February 27, 2008, 11:52AM
As we reported
Monday, the Foundation of Defense for Democracies launched a national ad campaign lambasting House Democrats for not passing the Senate surveillance bill, which comes complete with retroactive immunity for the telecoms.
As of Friday, the group, which claims to be non-partisan, boasted a number of Democrats on their board of advisors. Those were: Donna Brazile, Sen. Chuck Schumer (D-NY), Rep. Elliot Engel (D-NY), Rep. Jim Marshall, and former Georgia governor Zell Miller. Sen. Joe Lieberman (I-CT), listed as a Democrat on the site, is one of five "distinguished advisors."
Since the group launched the ads, Brazile, Schumer, Engel and Marshall have all resigned from the group. Zell Miller, well, he spoke at the 2004 Republican National Convention. Our call and email to Sen. Lieberman's spokesman were unreturned.
In her statement, Brazile said that no one from the group had consulted her about its activities "in years." And that the once "bi-partisan organization" had, "due to the influence of their funders... morphed into a radical right wing organization that is doing the dirty work for the Bush Administration and Congressional Republicans."
TPM alum Spencer Ackermann, reporting on the resignations over at The Washington Independent this morning, cites Democratic sources as saying that Marshall was "appalled" by the ad.
Schumer also said that he hadn't been consulted about the group's activities and that he regretted the "partisan agenda that the organization has pursued." His full statement is below.
Brian Wise, the group's spokesman, said that he was "sorry that the senator feels that way," but that the ads are "not political ads, they're issue based ads." The ad, which you can see here, ran nationally, with a slightly different version airing in local
markets targeting 15 House Dems. Those ads ended by encouraging viewers to contact their representative and urge them to convince the House leadership to bring the Senate bill to a vote -- because "the law that lets intelligence agencies intercept Al Qaeda communications" has expired, "crippling" surveillance. They will run throughout the week, Wise said.

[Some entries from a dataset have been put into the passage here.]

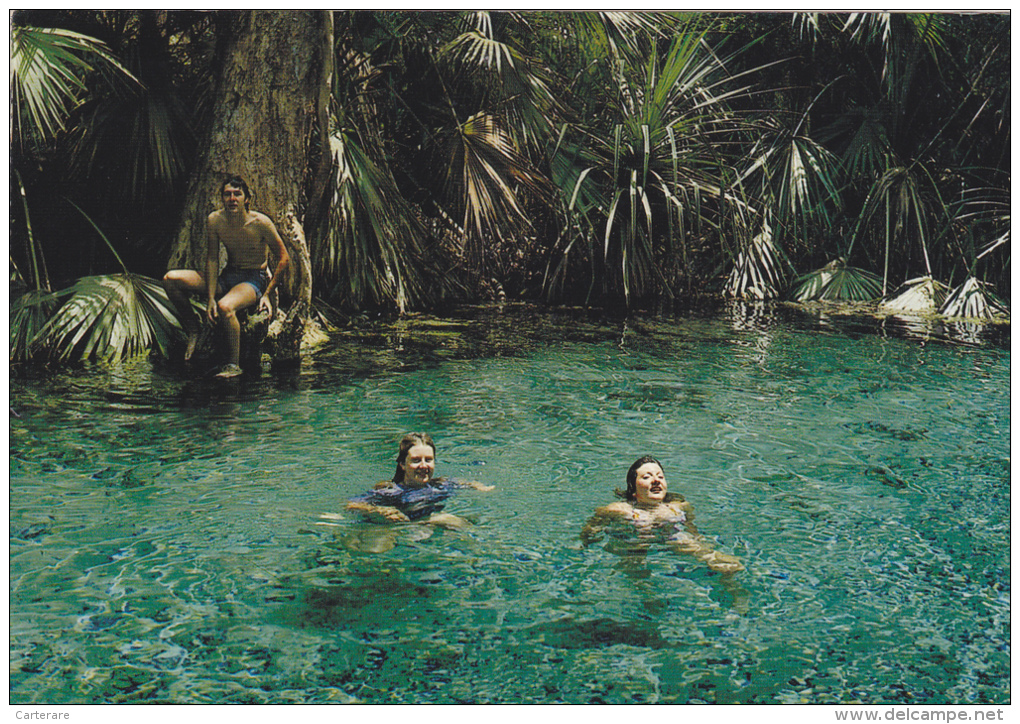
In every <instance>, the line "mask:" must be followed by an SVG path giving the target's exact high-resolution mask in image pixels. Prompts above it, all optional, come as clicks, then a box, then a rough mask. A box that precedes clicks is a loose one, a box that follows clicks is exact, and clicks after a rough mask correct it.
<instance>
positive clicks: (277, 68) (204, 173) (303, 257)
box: [169, 10, 333, 352]
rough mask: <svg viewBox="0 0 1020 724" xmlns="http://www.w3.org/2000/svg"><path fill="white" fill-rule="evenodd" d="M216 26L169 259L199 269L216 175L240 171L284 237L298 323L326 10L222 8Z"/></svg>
mask: <svg viewBox="0 0 1020 724" xmlns="http://www.w3.org/2000/svg"><path fill="white" fill-rule="evenodd" d="M216 28H217V34H218V43H219V44H218V52H217V59H218V67H219V76H218V81H217V85H216V95H215V99H214V101H213V109H212V116H211V117H212V123H211V127H210V128H209V130H208V135H207V137H206V142H205V147H204V150H203V153H202V156H201V158H200V161H199V164H198V167H197V168H196V171H195V173H194V175H193V176H192V180H191V185H190V187H189V191H188V198H187V200H186V202H185V210H184V215H183V217H182V221H181V228H180V230H179V232H177V239H176V243H175V245H174V249H173V252H172V253H171V255H170V260H169V267H170V268H181V267H191V268H196V269H202V268H203V263H204V259H205V219H206V216H208V214H209V213H210V212H211V211H212V210H214V209H216V208H217V207H218V206H219V198H218V195H219V188H220V185H221V184H222V180H223V178H224V177H225V176H226V175H227V174H233V173H237V174H240V175H242V176H244V177H245V179H246V180H247V182H248V185H249V187H250V189H251V191H252V205H251V207H252V209H254V210H257V211H261V212H262V213H264V214H266V215H268V216H269V217H270V218H271V219H273V221H274V222H275V224H276V227H277V228H278V229H279V234H281V237H282V238H283V240H284V243H285V244H286V245H287V246H288V251H289V252H290V254H291V266H290V268H289V269H288V271H287V273H286V275H285V278H284V279H282V280H281V282H279V288H281V290H282V295H281V296H282V301H283V303H284V305H285V306H287V307H289V311H288V314H287V317H288V318H289V319H292V320H293V323H296V324H301V323H303V319H304V316H305V314H306V312H307V309H308V306H309V305H310V302H311V280H312V276H311V267H310V263H309V256H308V249H307V247H306V246H305V239H304V229H303V226H302V223H303V221H304V220H305V217H306V215H311V216H314V215H315V214H317V213H318V209H317V208H315V207H316V205H317V204H318V203H319V202H320V200H321V198H322V187H323V185H324V183H325V178H326V176H327V173H326V171H327V170H328V164H329V154H328V137H327V131H328V128H327V115H326V113H327V110H328V109H327V103H328V97H329V84H330V74H331V71H333V14H331V13H330V12H329V11H262V10H254V11H248V10H245V11H223V12H221V13H219V14H218V16H217V18H216ZM271 268H272V266H271V265H270V269H271ZM295 352H296V351H295Z"/></svg>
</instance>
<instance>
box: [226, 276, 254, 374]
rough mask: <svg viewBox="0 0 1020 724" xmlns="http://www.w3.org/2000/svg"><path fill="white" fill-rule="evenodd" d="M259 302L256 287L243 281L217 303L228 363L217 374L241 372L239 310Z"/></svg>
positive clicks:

Wise has refused to reveal the donors behind the ad, which was run by a 501(c)(4) affiliate group simply called Defense of Democracies. Wise told me yesterday that group was formed last week. When I asked if telecommunication companies had put up the money (Democratic officials estimate the buy to be in the millions), he laughed, then conceded that he didn't know who had. "To my knowledge, we've never been associated with the telecom industry." He added "we have no interest in any outcome other than national security."
Schumer's full statement:
"The Foundation for Defense of Democracies was founded in the aftermath of 9/11 as a nonpartisan group committed to defending our democratic values against the threat of Islamic terrorism. However, the foundation has strayed considerably from its original purpose. I regret this development--and I regret even more the partisan agenda that the organization has pursued instead. I recently severed all ties to the foundation upon learning of the divisive, political attacks it has sponsored against dedicated public servants. I was never consulted about these activities and, of course, condemn them. While I remain committed to the proud cause of defending our nation's democratic principles, I can no longer support an organization that has ventured so far afield from that goal."